As more people vote by post, the parties have developed a strategy to maximise their vote by getting letters out to the postal voters as near as possible to the day that the ballot papers arrive. Too early and the voters have junked the leaflets; too late and they will already have voted. The sweetspot is to get the party propaganda delivered along with the ballot papers, but since that is almost impossible to guarantee, the sensible position is to get the leaflets out no more than two days before the ballots are delivered. Labour and the Liberal-Democrats managed that as their leaflets arrived on Wednesday but no other party bothered to try.
Here in Edinburgh North & Leith, nobody I know has heard a thing from the SNP who are defending the seat. I hear reports that they are concentrating on the part of Leith that has been gentrified and where the students live, but I have not spoken to anyone who has actually seen SNP canvassing teams out. As for the Tories, they have a candidate, but damned if I know anything about her.
My ballot paper also has six Mickey Mouse candidates as well. Some Greenie woman, a fellow from the Scottish Family Party which opposes abortion, a Communist and a Socialist Labour wallah, both of whom work at that hotbed of militant proletarianism otherwise known as the Unversity of Edinburgh and a Reform UK man who I was going to vote for until I realised that his email was out of order and that he had no plans to fix it and he didn't have a mobile telephone.
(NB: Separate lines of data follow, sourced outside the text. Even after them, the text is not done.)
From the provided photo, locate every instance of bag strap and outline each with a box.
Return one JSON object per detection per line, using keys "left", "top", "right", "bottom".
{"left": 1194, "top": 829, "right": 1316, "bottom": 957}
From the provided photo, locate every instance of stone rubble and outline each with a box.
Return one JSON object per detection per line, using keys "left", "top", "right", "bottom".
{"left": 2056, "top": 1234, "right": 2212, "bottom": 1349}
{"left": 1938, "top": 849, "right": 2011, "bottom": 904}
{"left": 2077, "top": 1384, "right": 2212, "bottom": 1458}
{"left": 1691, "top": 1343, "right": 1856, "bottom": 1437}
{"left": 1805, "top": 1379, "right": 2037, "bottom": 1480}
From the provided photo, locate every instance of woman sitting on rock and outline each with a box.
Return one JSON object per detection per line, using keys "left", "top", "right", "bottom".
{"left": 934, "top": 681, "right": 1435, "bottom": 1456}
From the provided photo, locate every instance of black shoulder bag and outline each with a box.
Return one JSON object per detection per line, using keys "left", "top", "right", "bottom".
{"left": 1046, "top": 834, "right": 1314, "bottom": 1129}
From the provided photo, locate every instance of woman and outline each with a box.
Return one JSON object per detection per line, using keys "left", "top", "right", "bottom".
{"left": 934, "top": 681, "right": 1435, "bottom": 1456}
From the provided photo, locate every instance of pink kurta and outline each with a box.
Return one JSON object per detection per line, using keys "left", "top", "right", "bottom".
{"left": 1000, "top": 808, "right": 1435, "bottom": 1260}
I don't know why that is, he may think that are a tool of the Devil for all I know, but all told it makes him look a very unserious candidate to me. The final minnow is an independent who is supposedly standing for Edinburgh People, a party so new that it is not registered with the electoral commission, so its candidates have to call themselves independents.
With the honourable exception of Labour and the Lib-Dems, none of this shower has even sent out a leaflet so far, and if they do send one they are wasting their time with the postal voters as we have almost all voted by now. So what is going on?
My theory is that as party politics become more and more of a game for a coterie of middle class people, they have decided to compete with each other in the shallow pool of voters who are committed enough to carry on voting. Of course, this means that turnout will continue to decline, but so long as the parties can get enough people elected, they are not going to bother about that.
They seem to think that if we cannot be bothered to search them out, they cannot be bothered knocking on our doors to ask for our votes. So they won't get our votes as we will concentrate on the football instead.
That attitude is very bad for democracy and the health of the party system, but I don't think they care so long as enough of their candidates are elected.